May 31, 2007 at 8:19 pm
BTW, Jeff, your solution first time - 32 sec, then in average 13 sec
May 31, 2007 at 11:49 pm
I use the index almost exclusively. It seems to be the best way to find what I'm looking for.
May 31, 2007 at 11:53 pm
You mean like 14 (2 and 7 are prime numbers)?
May 31, 2007 at 11:55 pm
A syntex error come when i execute last query in artical, error 'with' block, please check this error and trply me on kjamilpk@yahoo.com. And also MAXRECURSION is not working.
regards.
kashif jamil
June 1, 2007 at 5:15 am
Great response. First, I was joking about actually using this as an interview question. However, the excercise is interesting because it does force you to apply logic and a bit of knowledge of TSQL to come up with a solution, any solution.
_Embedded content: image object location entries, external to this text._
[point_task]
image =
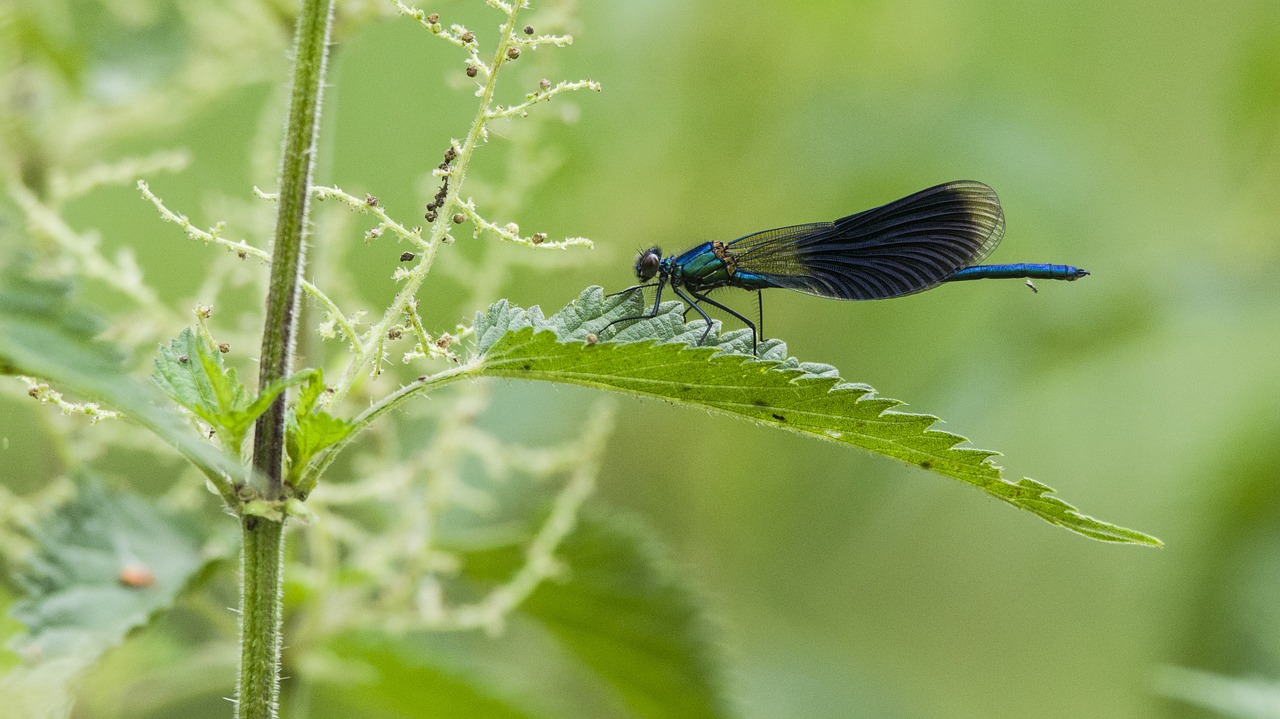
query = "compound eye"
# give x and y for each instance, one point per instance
(648, 262)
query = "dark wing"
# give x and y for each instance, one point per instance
(906, 246)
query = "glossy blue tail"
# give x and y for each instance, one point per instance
(1022, 270)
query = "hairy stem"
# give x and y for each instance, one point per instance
(291, 225)
(260, 618)
(257, 692)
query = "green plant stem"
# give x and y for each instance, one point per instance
(287, 256)
(257, 692)
(260, 618)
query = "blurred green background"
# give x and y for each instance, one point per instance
(1137, 140)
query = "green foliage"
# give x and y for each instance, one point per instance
(192, 372)
(618, 610)
(44, 334)
(310, 430)
(627, 616)
(104, 563)
(656, 360)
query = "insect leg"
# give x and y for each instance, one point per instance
(657, 301)
(694, 305)
(745, 321)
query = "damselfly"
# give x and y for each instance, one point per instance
(910, 244)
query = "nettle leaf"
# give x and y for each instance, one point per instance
(44, 334)
(311, 430)
(192, 371)
(653, 357)
(626, 614)
(104, 564)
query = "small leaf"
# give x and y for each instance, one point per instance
(625, 613)
(45, 335)
(653, 357)
(311, 430)
(192, 372)
(104, 564)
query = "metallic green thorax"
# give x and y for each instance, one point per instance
(708, 266)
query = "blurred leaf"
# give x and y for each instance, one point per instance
(42, 334)
(1230, 696)
(104, 564)
(625, 613)
(653, 357)
(379, 677)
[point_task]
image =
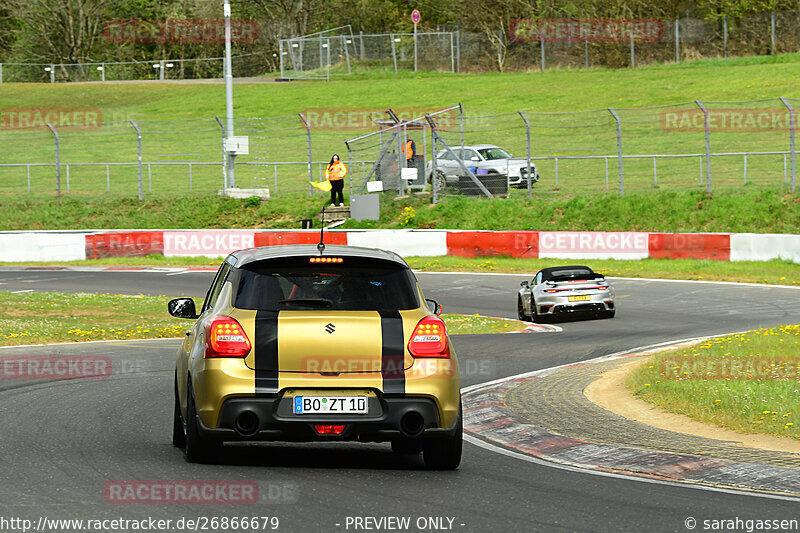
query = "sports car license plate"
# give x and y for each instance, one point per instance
(305, 405)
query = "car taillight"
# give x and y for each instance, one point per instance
(429, 338)
(329, 429)
(225, 337)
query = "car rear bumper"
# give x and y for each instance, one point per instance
(388, 418)
(576, 308)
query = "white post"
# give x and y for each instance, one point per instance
(229, 91)
(415, 47)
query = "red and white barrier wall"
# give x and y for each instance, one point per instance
(67, 245)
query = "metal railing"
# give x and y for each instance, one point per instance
(740, 143)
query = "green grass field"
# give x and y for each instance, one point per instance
(155, 107)
(746, 382)
(743, 210)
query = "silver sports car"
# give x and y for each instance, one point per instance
(563, 290)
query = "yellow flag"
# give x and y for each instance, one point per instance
(322, 185)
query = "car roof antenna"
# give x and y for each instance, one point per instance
(321, 245)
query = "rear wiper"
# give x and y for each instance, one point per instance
(321, 303)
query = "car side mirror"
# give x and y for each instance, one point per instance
(182, 308)
(434, 306)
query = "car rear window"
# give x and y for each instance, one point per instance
(353, 284)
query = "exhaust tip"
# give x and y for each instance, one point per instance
(246, 424)
(412, 424)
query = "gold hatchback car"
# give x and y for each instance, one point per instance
(315, 343)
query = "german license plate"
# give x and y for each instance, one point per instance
(579, 298)
(307, 405)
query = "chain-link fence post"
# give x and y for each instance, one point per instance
(619, 149)
(281, 53)
(461, 120)
(350, 171)
(434, 170)
(58, 162)
(310, 160)
(401, 159)
(772, 32)
(224, 155)
(633, 53)
(139, 156)
(528, 146)
(394, 53)
(708, 144)
(792, 124)
(541, 45)
(725, 36)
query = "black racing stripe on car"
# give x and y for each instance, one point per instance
(392, 353)
(266, 358)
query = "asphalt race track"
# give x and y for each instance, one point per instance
(64, 441)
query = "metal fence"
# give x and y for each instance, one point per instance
(525, 45)
(339, 50)
(701, 145)
(541, 44)
(243, 65)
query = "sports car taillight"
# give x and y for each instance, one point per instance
(225, 337)
(429, 339)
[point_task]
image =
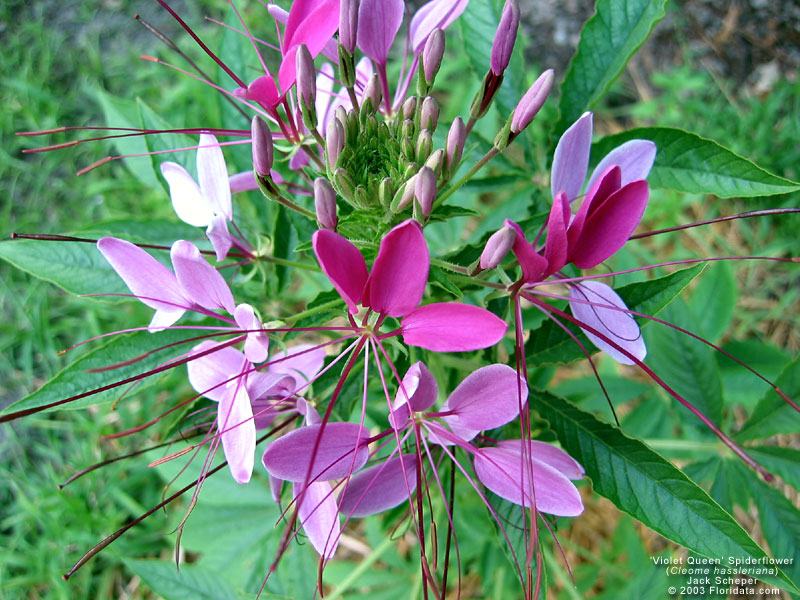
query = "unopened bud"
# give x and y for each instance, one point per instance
(334, 142)
(429, 114)
(424, 145)
(454, 148)
(263, 151)
(325, 204)
(432, 55)
(409, 107)
(497, 246)
(373, 93)
(348, 24)
(504, 37)
(531, 102)
(425, 190)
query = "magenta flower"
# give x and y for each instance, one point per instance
(395, 285)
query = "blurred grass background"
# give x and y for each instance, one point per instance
(57, 54)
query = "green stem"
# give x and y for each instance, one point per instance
(460, 183)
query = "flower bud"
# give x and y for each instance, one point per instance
(531, 102)
(429, 115)
(373, 93)
(325, 204)
(348, 24)
(504, 37)
(334, 142)
(432, 55)
(454, 147)
(263, 151)
(497, 246)
(425, 190)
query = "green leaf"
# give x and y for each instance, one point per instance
(689, 163)
(645, 485)
(191, 582)
(608, 40)
(773, 414)
(780, 522)
(550, 344)
(689, 366)
(75, 267)
(78, 377)
(784, 462)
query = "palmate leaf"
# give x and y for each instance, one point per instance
(608, 40)
(646, 486)
(550, 344)
(773, 414)
(686, 162)
(78, 378)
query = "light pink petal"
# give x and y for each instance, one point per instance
(341, 449)
(571, 158)
(212, 175)
(243, 182)
(319, 516)
(549, 454)
(502, 471)
(210, 374)
(314, 30)
(635, 158)
(256, 345)
(532, 263)
(601, 190)
(237, 430)
(488, 398)
(343, 264)
(436, 14)
(378, 24)
(380, 487)
(555, 250)
(452, 327)
(146, 278)
(190, 205)
(217, 234)
(400, 271)
(299, 362)
(199, 280)
(608, 227)
(617, 325)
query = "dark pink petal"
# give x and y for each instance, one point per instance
(436, 14)
(616, 324)
(571, 158)
(299, 362)
(503, 471)
(378, 24)
(601, 190)
(452, 327)
(146, 278)
(211, 373)
(199, 280)
(635, 159)
(555, 250)
(380, 487)
(343, 264)
(237, 430)
(532, 263)
(256, 345)
(549, 454)
(487, 398)
(400, 271)
(212, 175)
(609, 226)
(340, 450)
(319, 516)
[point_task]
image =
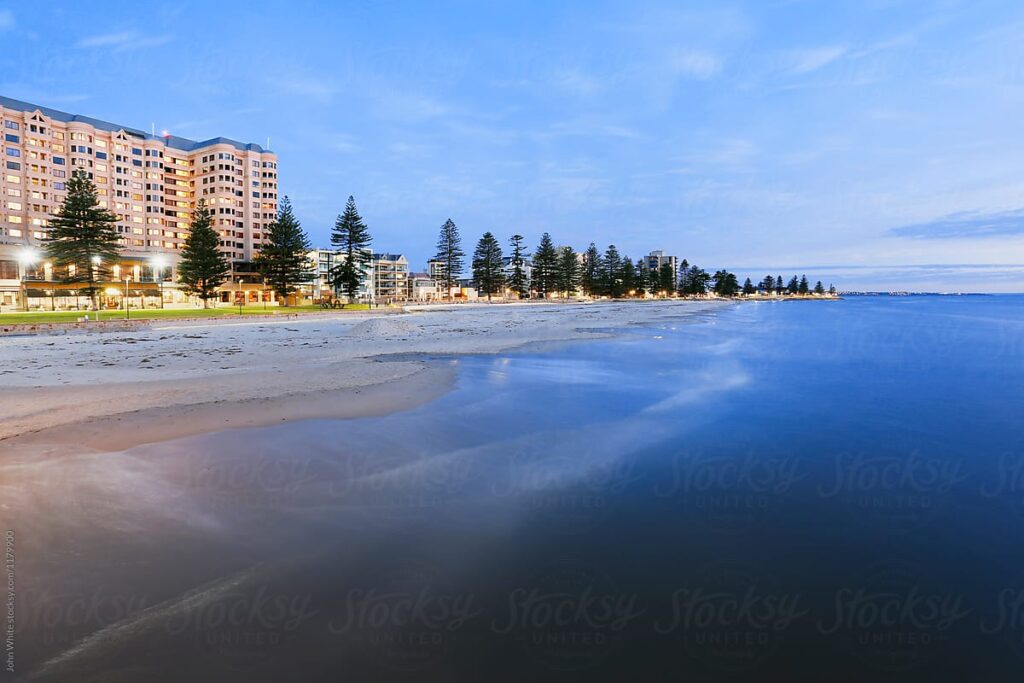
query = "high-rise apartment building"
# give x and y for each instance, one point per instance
(151, 182)
(656, 259)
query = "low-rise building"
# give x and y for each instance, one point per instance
(325, 261)
(422, 288)
(390, 276)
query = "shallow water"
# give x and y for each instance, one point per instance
(800, 491)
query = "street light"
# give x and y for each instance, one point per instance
(27, 257)
(127, 280)
(159, 263)
(95, 264)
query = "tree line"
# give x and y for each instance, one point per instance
(83, 237)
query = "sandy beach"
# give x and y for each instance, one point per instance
(113, 390)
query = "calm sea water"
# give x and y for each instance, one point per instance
(769, 492)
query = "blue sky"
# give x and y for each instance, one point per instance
(845, 139)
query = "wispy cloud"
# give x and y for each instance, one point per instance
(124, 40)
(966, 224)
(346, 143)
(577, 82)
(306, 87)
(695, 63)
(807, 60)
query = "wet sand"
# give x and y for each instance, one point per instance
(115, 390)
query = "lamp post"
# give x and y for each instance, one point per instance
(26, 258)
(158, 269)
(95, 264)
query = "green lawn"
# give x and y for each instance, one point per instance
(152, 313)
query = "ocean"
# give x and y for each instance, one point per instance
(774, 491)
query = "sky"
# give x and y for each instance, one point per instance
(878, 144)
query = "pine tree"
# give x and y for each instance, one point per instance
(450, 255)
(518, 282)
(697, 281)
(204, 267)
(352, 238)
(487, 265)
(546, 266)
(285, 259)
(611, 270)
(568, 271)
(628, 279)
(725, 284)
(590, 276)
(83, 241)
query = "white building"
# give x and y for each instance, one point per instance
(325, 261)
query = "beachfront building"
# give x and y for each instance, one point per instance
(507, 269)
(656, 259)
(151, 182)
(390, 278)
(423, 288)
(324, 262)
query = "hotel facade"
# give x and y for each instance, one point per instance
(151, 182)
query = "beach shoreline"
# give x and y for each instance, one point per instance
(171, 380)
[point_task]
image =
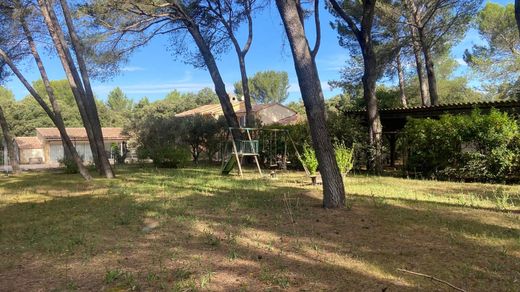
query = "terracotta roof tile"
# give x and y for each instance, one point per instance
(290, 120)
(80, 133)
(28, 143)
(209, 109)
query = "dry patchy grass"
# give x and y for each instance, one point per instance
(192, 229)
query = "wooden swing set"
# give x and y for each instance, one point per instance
(273, 148)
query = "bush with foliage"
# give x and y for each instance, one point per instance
(344, 157)
(69, 164)
(475, 147)
(309, 159)
(170, 156)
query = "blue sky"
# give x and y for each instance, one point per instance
(153, 71)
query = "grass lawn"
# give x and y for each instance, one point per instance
(192, 229)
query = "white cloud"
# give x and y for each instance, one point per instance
(132, 69)
(461, 62)
(294, 87)
(333, 62)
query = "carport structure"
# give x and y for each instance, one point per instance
(394, 119)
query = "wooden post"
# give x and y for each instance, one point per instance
(254, 152)
(236, 154)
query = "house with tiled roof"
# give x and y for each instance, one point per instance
(47, 148)
(267, 114)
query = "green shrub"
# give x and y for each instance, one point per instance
(475, 147)
(170, 156)
(69, 164)
(309, 159)
(344, 157)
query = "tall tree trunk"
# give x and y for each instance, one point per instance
(61, 127)
(250, 119)
(517, 14)
(312, 95)
(68, 147)
(400, 74)
(9, 141)
(220, 87)
(364, 38)
(72, 75)
(89, 97)
(430, 70)
(369, 94)
(423, 85)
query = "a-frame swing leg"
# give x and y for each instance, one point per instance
(254, 152)
(236, 156)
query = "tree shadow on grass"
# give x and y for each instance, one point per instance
(228, 234)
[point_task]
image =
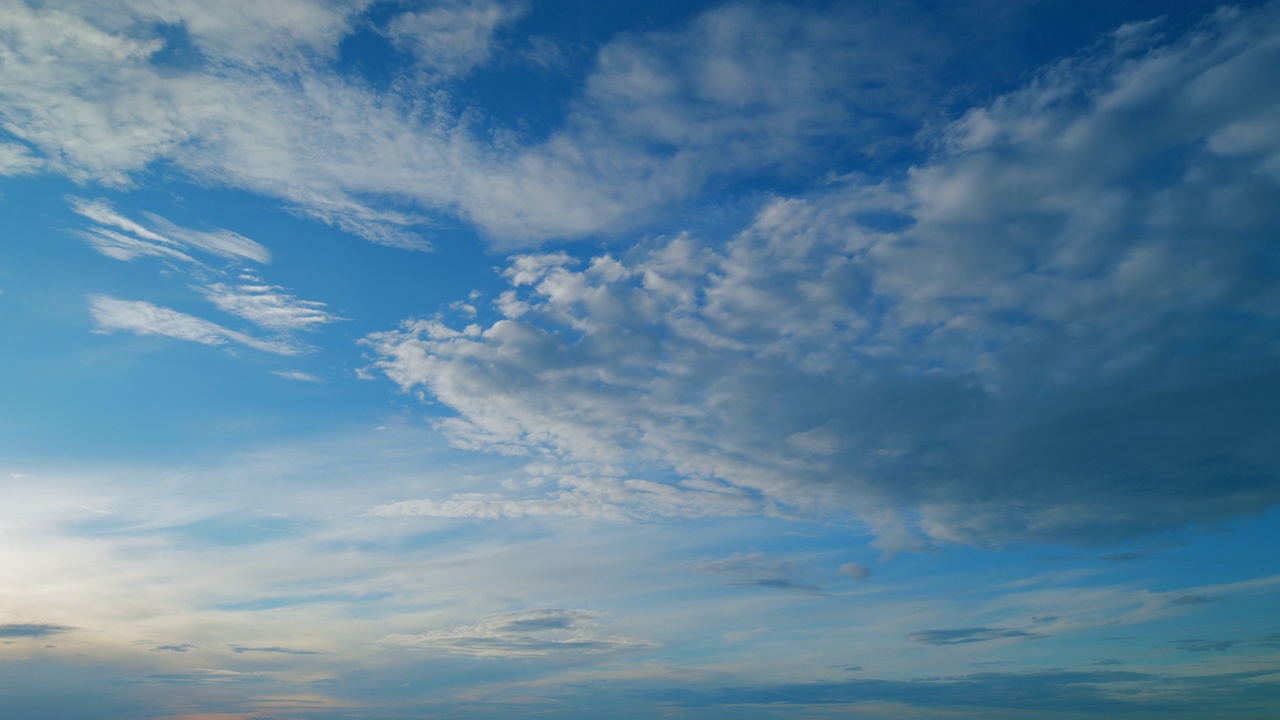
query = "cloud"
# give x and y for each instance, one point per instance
(855, 570)
(266, 306)
(593, 497)
(297, 376)
(32, 629)
(757, 569)
(964, 636)
(1205, 646)
(145, 318)
(17, 160)
(452, 37)
(182, 647)
(243, 96)
(1070, 691)
(1057, 328)
(163, 238)
(524, 634)
(238, 650)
For myself, the issue comes down to one of balance. Yes, writing the most optimal code with clear documentation is a wonderful thing. Now, please do that on two different projects with varying delivery dates, one is for two people in HR to manage a series of health chats and one is a new enterprise system that's going to have 4000 simultaneous connections. Which one do you think will get a basic set of queries, probably not tuned to fare thee well, probably lacking an utterly complete set of documentation. Is this bad? No. First and foremost, our jobs are not about delivering documentation, they're about delivering functional systems. Some of those systems absolutely must have good documentation as part of the functionality and some don't. Easy statements such as "you ALWAYS have to write code that scales to 1,000,000 rows and you ALWAYS have to write complete documentation" are either crap or someone has an incredibly cushy job.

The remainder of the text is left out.